The video highlights serious flaws in LMArena’s ranking system, including untransparent model removal practices and a sampling method that favors top models without scientific justification. Researchers from Coher advocate for returning to a more rigorous, transparent evaluation process based on information gain to ensure fairness and integrity in the platform’s rankings.
The video discusses a significant issue with LMArena, a prominent platform that ranks large language models (LLMs), which has become a crucial standard in the industry. Researchers from Coher recently published a detailed 69-page autopsy of LM Ciserina, revealing serious flaws in how the platform operates and how it influences industry decisions. The ranking system is highly influential, affecting major venture capital investments and the development of new models. Therefore, ensuring the fairness and robustness of this ranking process is of paramount importance.
The platform functions by allowing model providers to upload their models, which are then sampled and evaluated through a process similar to swiping on Tinder. Users interact with model outputs, and these interactions inform the ranking algorithm. The sampling process is supposed to be based on a mathematically robust method called information gain, which aims to fairly evaluate models by sampling them proportionally to their performance. However, the researchers found that the platform actually employs a different, less rigorous sampling method—uniform sampling—where the top-performing models are sampled more frequently, but without a transparent or justified basis.
A major concern highlighted by the Coher researchers is the platform’s handling of models that are no longer relevant or performing poorly. They discovered that LM Ciserina unlists models without providing any explanation, which undermines the transparency and integrity of the ranking system. Additionally, the platform hosts private pools of models, such as multiple variants of Meta’s Llama 4, which are not publicly accessible. This practice allows the platform to silently delete or hide models that do not perform well, while promoting only the best-performing variants, creating an unfair advantage and skewing the rankings.

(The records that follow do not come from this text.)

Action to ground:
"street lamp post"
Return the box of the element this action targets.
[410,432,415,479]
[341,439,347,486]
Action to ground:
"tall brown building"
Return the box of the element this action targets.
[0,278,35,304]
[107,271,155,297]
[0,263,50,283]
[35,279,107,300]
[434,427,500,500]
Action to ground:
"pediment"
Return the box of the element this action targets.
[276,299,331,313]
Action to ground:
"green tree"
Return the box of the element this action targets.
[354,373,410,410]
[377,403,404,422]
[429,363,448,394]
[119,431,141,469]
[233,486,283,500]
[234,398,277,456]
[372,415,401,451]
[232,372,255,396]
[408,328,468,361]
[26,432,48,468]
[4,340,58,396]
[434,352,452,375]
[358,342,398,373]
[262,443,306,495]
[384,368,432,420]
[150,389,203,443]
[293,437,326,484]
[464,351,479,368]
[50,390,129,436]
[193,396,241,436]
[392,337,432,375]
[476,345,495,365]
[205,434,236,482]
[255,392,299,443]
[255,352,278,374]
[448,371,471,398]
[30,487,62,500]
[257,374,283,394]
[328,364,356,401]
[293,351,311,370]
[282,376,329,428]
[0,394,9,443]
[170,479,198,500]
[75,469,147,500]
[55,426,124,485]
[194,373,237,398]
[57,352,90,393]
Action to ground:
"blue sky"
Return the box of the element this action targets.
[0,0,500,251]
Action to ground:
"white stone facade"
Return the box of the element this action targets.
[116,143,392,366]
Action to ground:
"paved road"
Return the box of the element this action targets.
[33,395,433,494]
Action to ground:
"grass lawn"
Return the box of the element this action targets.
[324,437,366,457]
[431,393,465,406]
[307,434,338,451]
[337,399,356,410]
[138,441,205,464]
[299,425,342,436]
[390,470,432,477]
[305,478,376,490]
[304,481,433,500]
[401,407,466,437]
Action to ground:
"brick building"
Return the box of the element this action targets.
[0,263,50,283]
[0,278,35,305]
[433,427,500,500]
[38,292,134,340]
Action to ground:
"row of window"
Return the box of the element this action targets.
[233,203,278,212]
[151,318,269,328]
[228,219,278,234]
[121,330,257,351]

The researchers criticize this approach, emphasizing that models published on the platform should remain accessible and visible to ensure transparency and fairness. They argue that the current practice of deleting or hiding models without explanation distorts the ranking process and prevents an honest comparison of different models. The Coher team recommends returning to the originally suggested sampling method based on information gain, which is more scientifically sound, and insists that all models, including those that perform poorly, should stay published for the sake of transparency.

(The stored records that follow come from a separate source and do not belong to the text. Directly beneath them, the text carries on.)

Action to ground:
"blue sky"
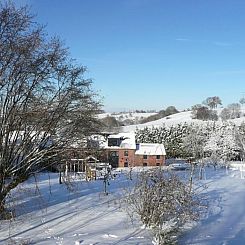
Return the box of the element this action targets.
[14,0,245,111]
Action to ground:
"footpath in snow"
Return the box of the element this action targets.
[0,168,245,245]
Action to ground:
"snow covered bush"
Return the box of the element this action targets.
[126,169,200,244]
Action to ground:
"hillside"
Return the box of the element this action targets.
[122,109,245,132]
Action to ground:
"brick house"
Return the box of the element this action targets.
[105,133,166,168]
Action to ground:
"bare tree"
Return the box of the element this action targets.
[126,169,201,244]
[0,3,100,213]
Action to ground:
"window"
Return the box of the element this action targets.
[110,151,118,157]
[108,138,120,146]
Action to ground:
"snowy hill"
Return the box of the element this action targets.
[122,110,245,132]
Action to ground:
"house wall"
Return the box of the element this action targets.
[119,149,135,167]
[104,149,165,167]
[135,155,165,166]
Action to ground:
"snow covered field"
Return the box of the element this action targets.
[0,168,245,245]
[122,109,245,132]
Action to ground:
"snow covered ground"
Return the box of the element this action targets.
[0,170,151,245]
[0,168,245,245]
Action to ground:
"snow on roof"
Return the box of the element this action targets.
[135,143,166,156]
[106,133,136,150]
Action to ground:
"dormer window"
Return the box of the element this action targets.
[108,138,120,146]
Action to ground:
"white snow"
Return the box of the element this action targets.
[122,109,245,132]
[0,168,245,245]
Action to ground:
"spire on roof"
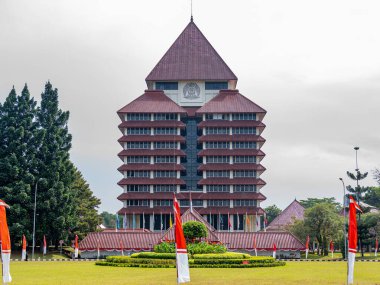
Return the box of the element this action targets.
[145,20,237,81]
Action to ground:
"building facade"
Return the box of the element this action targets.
[118,21,266,232]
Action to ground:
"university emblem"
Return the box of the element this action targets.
[183,82,201,100]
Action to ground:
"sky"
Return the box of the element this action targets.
[0,0,380,212]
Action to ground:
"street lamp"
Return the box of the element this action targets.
[339,177,347,258]
[32,178,42,260]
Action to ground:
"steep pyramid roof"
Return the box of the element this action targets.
[196,89,266,114]
[117,90,187,116]
[145,21,237,81]
[267,199,305,230]
[162,209,219,241]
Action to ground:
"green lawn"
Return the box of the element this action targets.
[11,261,380,285]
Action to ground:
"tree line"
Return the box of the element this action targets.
[0,82,100,246]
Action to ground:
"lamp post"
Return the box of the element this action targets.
[32,178,42,260]
[339,178,347,258]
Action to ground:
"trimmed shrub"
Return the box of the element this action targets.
[154,242,227,255]
[183,221,207,241]
[131,252,176,259]
[193,252,253,259]
[187,242,227,255]
[154,242,175,253]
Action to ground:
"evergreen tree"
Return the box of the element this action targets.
[0,85,42,240]
[36,82,75,246]
[70,168,101,239]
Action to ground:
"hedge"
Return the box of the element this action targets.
[106,256,175,264]
[131,252,176,259]
[192,258,274,264]
[193,252,252,259]
[154,242,227,254]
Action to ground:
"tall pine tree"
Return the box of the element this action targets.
[0,85,43,240]
[36,82,75,246]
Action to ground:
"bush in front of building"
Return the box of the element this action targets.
[183,221,207,242]
[131,252,176,259]
[154,242,227,255]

In response, LM Ciserina issued a somewhat dismissive statement on Twitter, which did not satisfy the community. Critics, including notable figures like Andre Kapathy, labeled the platform’s practices as unscientific and unfair. The debate underscores the need for more transparent, scientifically rigorous methods in ranking large language models. The Coher researchers’ proposals aim to improve fairness and transparency, but it remains to be seen whether LM Ciserina will adopt these recommendations or continue with its current practices.